Labour re-instates Police Commissioner candidate
A more seasoned journalist colleague likes to remind me that August is the "silly season".
That's when the news prospects look thin and the news day feels really slow.
The tell-tale sign is usually the first Loch Ness Monster story.
But this August, the headlines have been pepped up wonderfully by the Olympics.
And for me, they have been enlivened by the early stages of an election campaign that's hardly registering on most people's radar.
Elections for our first Police and Crime Commissioners (PCCs) aren't until the middle of November.
They'll be the politicians charged with bringing the local police to account; also hiring and firing chief constables if necessary.
Yet this novel but significant role appears to be having teething problems.
Its candidate, Alan Charles, fell on his sword. He stood down because of a conviction as a juvenile almost 50 years ago.
He may have been a vice-chairman of Derbyshire's Police Authority for three years and a respected county councillor for 20 years.
But Alan Charles was briefed that his offence ruled him out as a PCC candidate.
Juvenile convictions for imprisonable offences will bar people from becoming a police and crime commissioner.
At that stage, he said: "The Labour Party has only received clarification from the Home Office and the Electoral Commission that juvenile convictions for imprisonable offences will bar people from becoming a police and crime commissioner."
He had been given a 12 months conditional discharge.
The offence? That has yet to be disclosed by Councillor Charles or the Labour Party.
In an exercise of damage limitation, Labour gave the nod to the media that Hardyal Dhindsa, a Derby City councillor, would be the replacement candidate. And in quick time too.
To get away from it all, Alan Charles headed off for a holiday on the East Yorkshire coast.
But it now transpires that the county councillor didn't have his head in a bag of seaside fish and chips.
He had been consulting with senior Labour legal advisers.

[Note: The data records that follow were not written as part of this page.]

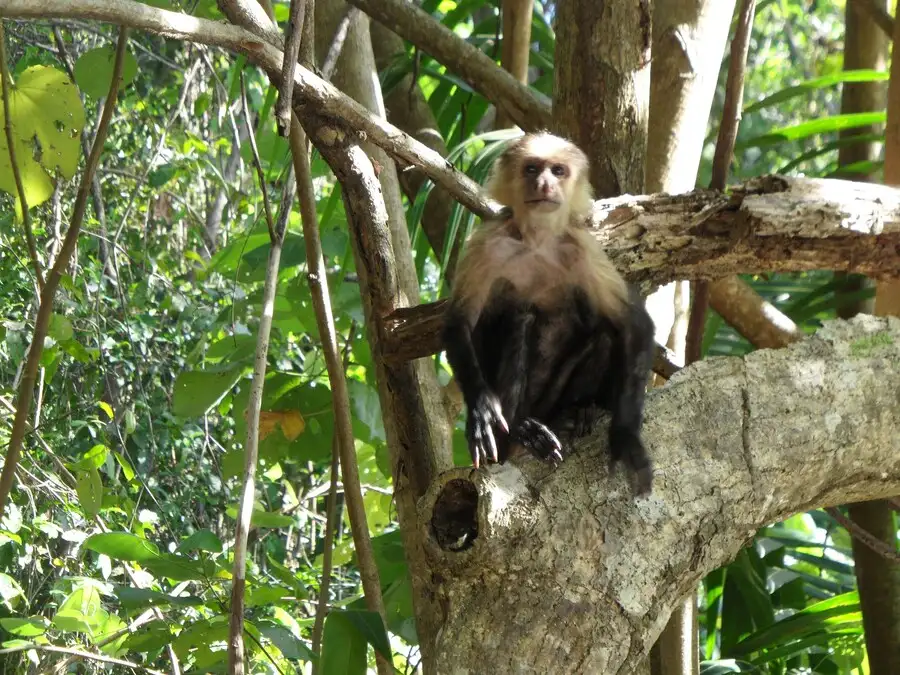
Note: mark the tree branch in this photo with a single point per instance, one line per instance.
(476, 68)
(737, 443)
(310, 91)
(48, 293)
(878, 14)
(769, 224)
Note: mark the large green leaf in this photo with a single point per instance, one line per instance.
(47, 119)
(821, 125)
(343, 647)
(817, 83)
(122, 546)
(841, 610)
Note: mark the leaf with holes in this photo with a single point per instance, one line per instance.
(47, 119)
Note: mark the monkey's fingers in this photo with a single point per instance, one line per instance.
(540, 440)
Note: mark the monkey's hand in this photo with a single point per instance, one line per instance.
(540, 440)
(577, 422)
(480, 422)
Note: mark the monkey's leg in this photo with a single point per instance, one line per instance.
(484, 411)
(570, 399)
(506, 333)
(628, 376)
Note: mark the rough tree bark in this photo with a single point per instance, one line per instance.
(602, 88)
(773, 223)
(878, 579)
(737, 444)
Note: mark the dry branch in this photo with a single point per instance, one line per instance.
(738, 443)
(310, 91)
(769, 224)
(472, 65)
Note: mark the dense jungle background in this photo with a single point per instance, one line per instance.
(124, 507)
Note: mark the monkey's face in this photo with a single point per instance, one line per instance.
(545, 184)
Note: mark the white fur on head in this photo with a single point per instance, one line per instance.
(503, 181)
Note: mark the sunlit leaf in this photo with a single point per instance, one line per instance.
(201, 540)
(89, 488)
(25, 628)
(47, 119)
(122, 546)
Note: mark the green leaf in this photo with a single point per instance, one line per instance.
(150, 637)
(47, 118)
(126, 466)
(203, 632)
(261, 518)
(25, 628)
(842, 609)
(181, 568)
(81, 612)
(343, 648)
(10, 589)
(265, 595)
(92, 459)
(822, 125)
(369, 626)
(60, 328)
(162, 175)
(818, 83)
(197, 391)
(122, 546)
(94, 71)
(89, 488)
(290, 645)
(201, 540)
(142, 598)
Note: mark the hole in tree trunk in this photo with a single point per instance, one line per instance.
(454, 518)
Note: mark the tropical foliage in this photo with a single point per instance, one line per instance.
(127, 493)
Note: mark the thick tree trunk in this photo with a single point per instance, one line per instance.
(564, 571)
(602, 88)
(774, 223)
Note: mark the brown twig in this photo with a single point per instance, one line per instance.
(516, 46)
(731, 119)
(6, 79)
(471, 64)
(863, 535)
(254, 405)
(294, 32)
(330, 524)
(318, 283)
(337, 42)
(878, 14)
(257, 164)
(734, 96)
(42, 322)
(310, 91)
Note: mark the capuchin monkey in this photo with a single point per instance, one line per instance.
(542, 331)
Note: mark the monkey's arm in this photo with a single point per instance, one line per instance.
(483, 407)
(629, 372)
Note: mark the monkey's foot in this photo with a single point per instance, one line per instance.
(540, 440)
(482, 418)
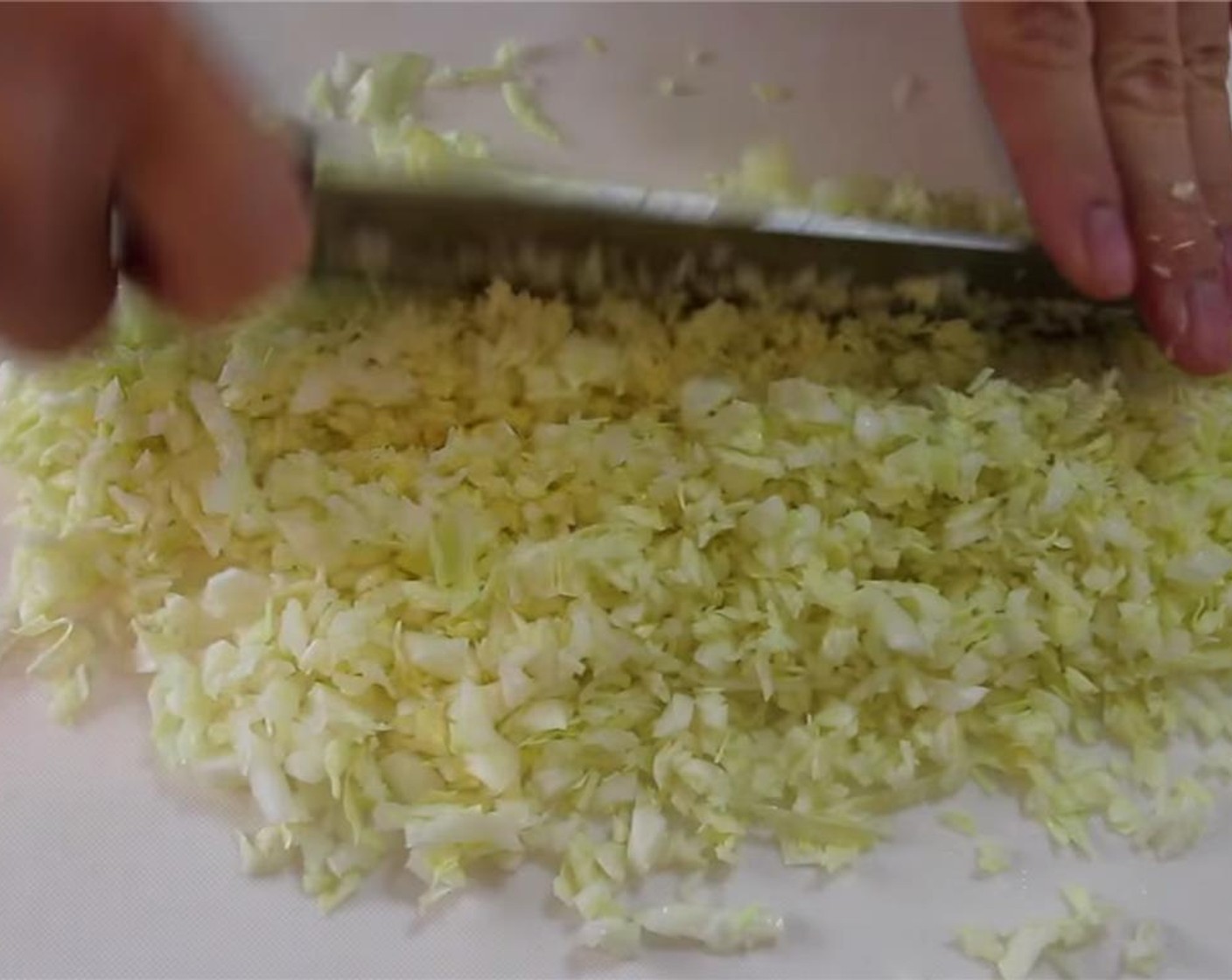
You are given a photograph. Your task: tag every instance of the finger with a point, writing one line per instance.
(1141, 78)
(56, 277)
(1204, 45)
(1034, 60)
(214, 199)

Was the coalition's legislation, which set up PCCs, legally watertight and could it be challenged?
I don't know the answer to that. What is clear now is that Alan Charles is back.

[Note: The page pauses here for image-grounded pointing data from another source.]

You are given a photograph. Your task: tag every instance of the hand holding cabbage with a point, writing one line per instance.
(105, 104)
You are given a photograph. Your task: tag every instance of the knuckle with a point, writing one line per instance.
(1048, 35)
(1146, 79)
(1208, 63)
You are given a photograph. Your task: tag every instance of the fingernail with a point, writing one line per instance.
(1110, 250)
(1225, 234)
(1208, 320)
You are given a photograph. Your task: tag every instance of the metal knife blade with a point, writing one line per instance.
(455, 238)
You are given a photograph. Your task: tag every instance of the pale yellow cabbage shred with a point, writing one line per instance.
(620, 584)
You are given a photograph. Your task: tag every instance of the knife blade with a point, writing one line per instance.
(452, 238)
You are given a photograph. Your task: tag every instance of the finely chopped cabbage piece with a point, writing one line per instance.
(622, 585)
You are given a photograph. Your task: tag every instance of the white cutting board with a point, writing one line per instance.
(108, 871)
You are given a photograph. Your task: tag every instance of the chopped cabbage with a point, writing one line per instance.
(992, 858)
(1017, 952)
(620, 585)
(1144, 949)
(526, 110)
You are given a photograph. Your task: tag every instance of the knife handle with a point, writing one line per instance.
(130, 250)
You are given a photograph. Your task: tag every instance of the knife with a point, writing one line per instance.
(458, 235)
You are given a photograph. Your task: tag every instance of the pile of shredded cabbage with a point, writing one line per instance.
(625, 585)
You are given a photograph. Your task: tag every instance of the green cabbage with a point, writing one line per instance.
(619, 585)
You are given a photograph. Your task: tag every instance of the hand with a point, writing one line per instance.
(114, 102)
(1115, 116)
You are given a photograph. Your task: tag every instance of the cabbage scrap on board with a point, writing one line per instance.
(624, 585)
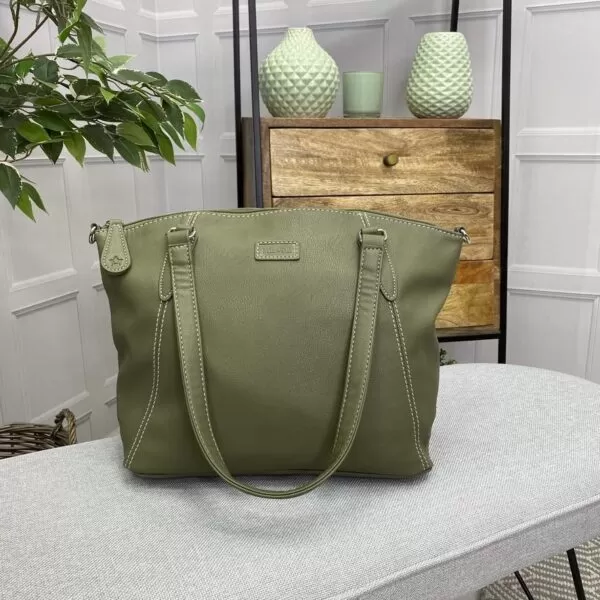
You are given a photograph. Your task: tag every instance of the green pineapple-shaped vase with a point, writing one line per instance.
(298, 78)
(441, 79)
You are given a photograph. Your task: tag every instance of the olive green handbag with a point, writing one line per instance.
(276, 342)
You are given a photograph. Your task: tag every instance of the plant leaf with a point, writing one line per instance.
(85, 18)
(154, 108)
(190, 130)
(174, 116)
(24, 66)
(84, 37)
(52, 121)
(52, 150)
(172, 133)
(182, 89)
(69, 51)
(98, 47)
(32, 132)
(75, 144)
(165, 148)
(130, 152)
(86, 87)
(119, 60)
(24, 204)
(34, 195)
(45, 69)
(134, 75)
(100, 140)
(75, 16)
(197, 110)
(160, 79)
(11, 183)
(145, 168)
(107, 94)
(135, 134)
(8, 141)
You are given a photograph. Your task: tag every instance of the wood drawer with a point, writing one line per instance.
(474, 212)
(472, 298)
(350, 162)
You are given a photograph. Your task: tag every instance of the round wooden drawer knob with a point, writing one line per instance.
(391, 160)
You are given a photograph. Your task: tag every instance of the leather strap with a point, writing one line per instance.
(181, 243)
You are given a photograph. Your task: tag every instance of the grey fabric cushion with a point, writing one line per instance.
(516, 479)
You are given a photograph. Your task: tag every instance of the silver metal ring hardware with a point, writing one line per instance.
(382, 232)
(191, 231)
(463, 232)
(93, 229)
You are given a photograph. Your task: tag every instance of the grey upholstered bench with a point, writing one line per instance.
(516, 479)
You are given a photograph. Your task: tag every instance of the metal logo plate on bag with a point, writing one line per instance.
(277, 250)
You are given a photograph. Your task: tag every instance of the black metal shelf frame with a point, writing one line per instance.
(505, 182)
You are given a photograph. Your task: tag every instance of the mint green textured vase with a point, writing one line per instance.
(298, 78)
(441, 79)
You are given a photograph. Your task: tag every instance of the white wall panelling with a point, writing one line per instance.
(54, 321)
(554, 276)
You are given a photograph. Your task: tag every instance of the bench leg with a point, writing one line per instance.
(576, 574)
(524, 586)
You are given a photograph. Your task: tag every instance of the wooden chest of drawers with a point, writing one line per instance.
(446, 172)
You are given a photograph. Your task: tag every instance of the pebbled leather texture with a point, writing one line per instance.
(270, 361)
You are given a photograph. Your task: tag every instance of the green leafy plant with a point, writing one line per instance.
(78, 95)
(445, 359)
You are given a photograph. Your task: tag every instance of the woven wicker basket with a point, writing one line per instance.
(23, 438)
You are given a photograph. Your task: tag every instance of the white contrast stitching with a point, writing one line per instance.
(192, 219)
(394, 293)
(357, 308)
(107, 247)
(201, 367)
(409, 382)
(410, 405)
(164, 297)
(373, 318)
(160, 317)
(367, 223)
(279, 211)
(351, 353)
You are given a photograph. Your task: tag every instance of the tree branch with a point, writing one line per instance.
(19, 46)
(15, 17)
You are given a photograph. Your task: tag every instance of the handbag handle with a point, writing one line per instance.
(181, 243)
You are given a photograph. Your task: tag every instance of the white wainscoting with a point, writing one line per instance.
(56, 345)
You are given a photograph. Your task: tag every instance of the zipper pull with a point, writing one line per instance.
(115, 257)
(463, 233)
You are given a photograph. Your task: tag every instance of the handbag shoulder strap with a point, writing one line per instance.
(181, 243)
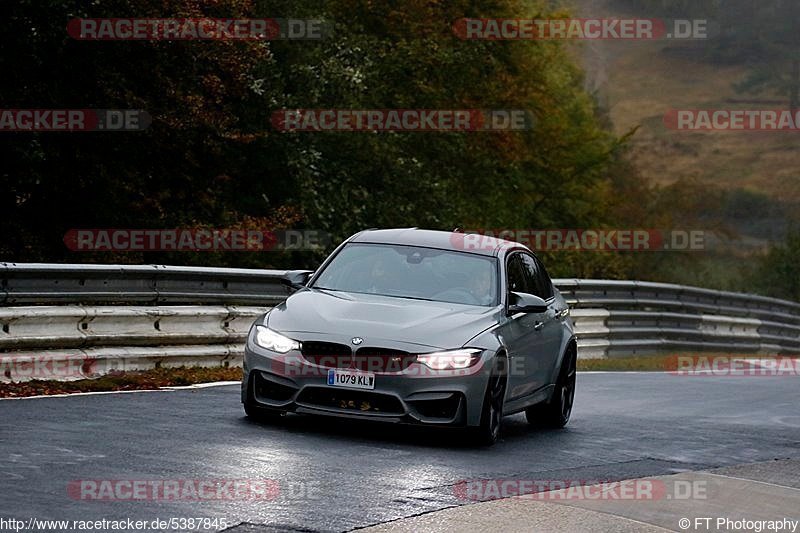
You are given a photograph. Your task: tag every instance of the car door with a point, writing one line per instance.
(544, 354)
(522, 334)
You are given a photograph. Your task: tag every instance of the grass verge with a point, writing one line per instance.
(143, 380)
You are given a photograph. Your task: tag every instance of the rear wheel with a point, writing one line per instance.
(556, 413)
(492, 412)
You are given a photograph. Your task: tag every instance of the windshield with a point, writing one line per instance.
(412, 272)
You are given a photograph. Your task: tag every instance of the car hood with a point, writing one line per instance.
(431, 324)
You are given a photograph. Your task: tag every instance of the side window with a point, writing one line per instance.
(541, 285)
(544, 278)
(517, 279)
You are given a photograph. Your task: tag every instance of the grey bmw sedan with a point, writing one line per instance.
(417, 326)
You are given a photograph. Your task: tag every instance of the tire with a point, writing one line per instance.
(492, 410)
(556, 412)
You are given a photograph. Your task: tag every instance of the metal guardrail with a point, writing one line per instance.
(41, 283)
(120, 317)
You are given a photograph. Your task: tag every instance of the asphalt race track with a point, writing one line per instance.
(338, 476)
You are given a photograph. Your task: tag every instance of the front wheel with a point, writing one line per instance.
(556, 412)
(492, 412)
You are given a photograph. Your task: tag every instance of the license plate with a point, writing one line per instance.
(351, 379)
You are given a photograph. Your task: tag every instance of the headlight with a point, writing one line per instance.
(450, 359)
(272, 340)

He's been reinstated as Labour's official PCC candidate for Derbyshire.
Hardyal Dhindsa is certainly perplexed, as will be the voters of Derbyshire.
Labour now says: "Due to a distinct lack of clarity from the Home Office, we have sought further legal advice on behalf of Alan Charles, and it has become clear that he is eligible to become a Police and Crime Commissioner (PCC) candidate.
"The Labour Party has written to the Home Office calling for them to urgently provide more information and much greater clarity on the interpretation of their legislation for all involved in these elections.
"Therefore Alan Charles is Labour candidate for PCC in Derbyshire."
So Labour is sticking by its original choice of candidate.
It has also thrown a gauntlet down to challenge one of David Cameron's pet projects.
Alan Charles will be back from the seaside soon enough and returns to the campaign trail in Derbyshire.
He could be making news for the rest of August... unless the Loch Ness Monster beats him to it.